Counter to this campaign were a set of memes and jokes that were circulated on WhatsApp. These were often doctored or altogether manufactured videos that poked fun at the Congress candidate, Rahul Gandhi — he was lampooned and mercilessly trolled and named “Pappu” as soon as he entered politics. With the same electoral campaign money that the BJP possessed, bundles of it — thanks to all the pink, purple and orange currency generated by the party in power — people were and still are paid to troll or spread hatred against Rahul Gandhi. People are paid for spreading fake news, cropped videos and morphed pictures to create false propaganda against him.

A media of lies and propaganda questioned his caste, religion, and even his nationality. Hatred and threats were the things he’s been living under for the last one decade. We are talking about hatred where people don’t even spare his father’s death anniversary, where comments were made on not just Rajiv but Indira Gandhi and Pandit Nehru. Hate and vitriol was the language used in this election and no one, not the election committee not the good people of India, tried to stop the flow of hate and cow urine. The cow has indeed become a symbol and touchstone of Indian politics.

It appears that Rahul’s biggest crime was that he was born in the Gandhi family and people hated that fact. Despite this stream of vitriol Rahul stayed on and did his duty never stooping to the level of responding to hate with hate. He just kept doing his duty as an Opposition leader.

Another problem peculiar to these elections is that no one was willing to acknowledge that the BJP had its own dynastic politics (read Maneka and Varun) or question the fakeness of the government’s “track record of getting things done”, their clearly cooked up figures of “GDP growth rate”, “anti-corruption” and “strength in border security” went uncontested. This despite an absolutely overwhelming independent evidence to the contrary! However unbiased, rational arguments, data and information produced by an independent media seemed to have no effect on the “bhakts”.

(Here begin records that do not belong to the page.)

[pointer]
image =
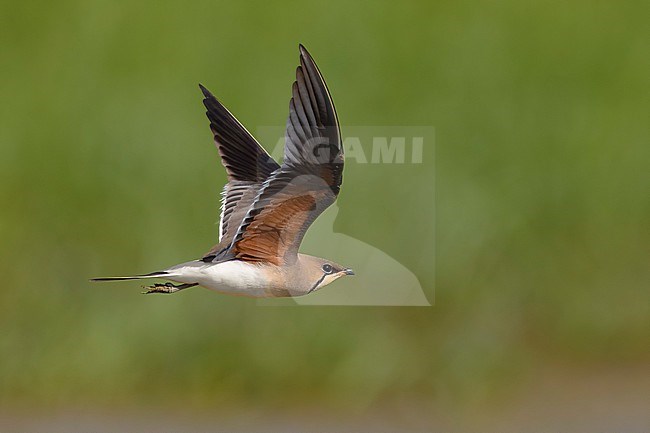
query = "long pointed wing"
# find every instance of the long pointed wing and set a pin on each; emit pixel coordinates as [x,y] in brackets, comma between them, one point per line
[308,181]
[248,165]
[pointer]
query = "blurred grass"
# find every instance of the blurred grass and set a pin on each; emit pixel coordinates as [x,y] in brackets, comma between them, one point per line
[541,205]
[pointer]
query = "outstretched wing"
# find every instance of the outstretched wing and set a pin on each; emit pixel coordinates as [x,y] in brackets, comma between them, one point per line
[248,165]
[306,184]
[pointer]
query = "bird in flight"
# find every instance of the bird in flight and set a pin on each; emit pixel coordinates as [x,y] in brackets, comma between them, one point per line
[266,207]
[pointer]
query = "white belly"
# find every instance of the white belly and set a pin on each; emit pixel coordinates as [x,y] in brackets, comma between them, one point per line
[232,277]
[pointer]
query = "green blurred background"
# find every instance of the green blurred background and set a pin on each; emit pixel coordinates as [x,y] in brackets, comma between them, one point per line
[540,209]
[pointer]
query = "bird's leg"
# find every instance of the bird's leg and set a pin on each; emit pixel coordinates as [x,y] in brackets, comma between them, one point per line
[167,288]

I have to say that Rahul fought a brave battle despite the scales being tipped in favour of a nation pumped up on hate speech and aggression. He could have easily retired and lived a happy life away from politics. But he didn’t. He stayed and fought and faced the windmills, despite the trolling and the symbolic slaps on the face and one must commend him for that courage.

In my opinion this is a time for the Congress to reflect on what went wrong. On how they fell prey to the BJP’s campaign of hate and how their message of the guarantee of minimum income scheme to the people of India and instead the other slogan of “chowkidar chor hai”, proved to be detrimental to them.

The Congress has five years to build up its cadres. Getting brow-beaten by arguments that the people choose Hindutva over a secular, multicultural and pluralistic nation is a folly, because the secular India that I know still lives and breathes, albeit wounded.

The writer is the chairperson of the AICC grievance cell. The views expressed here are personal.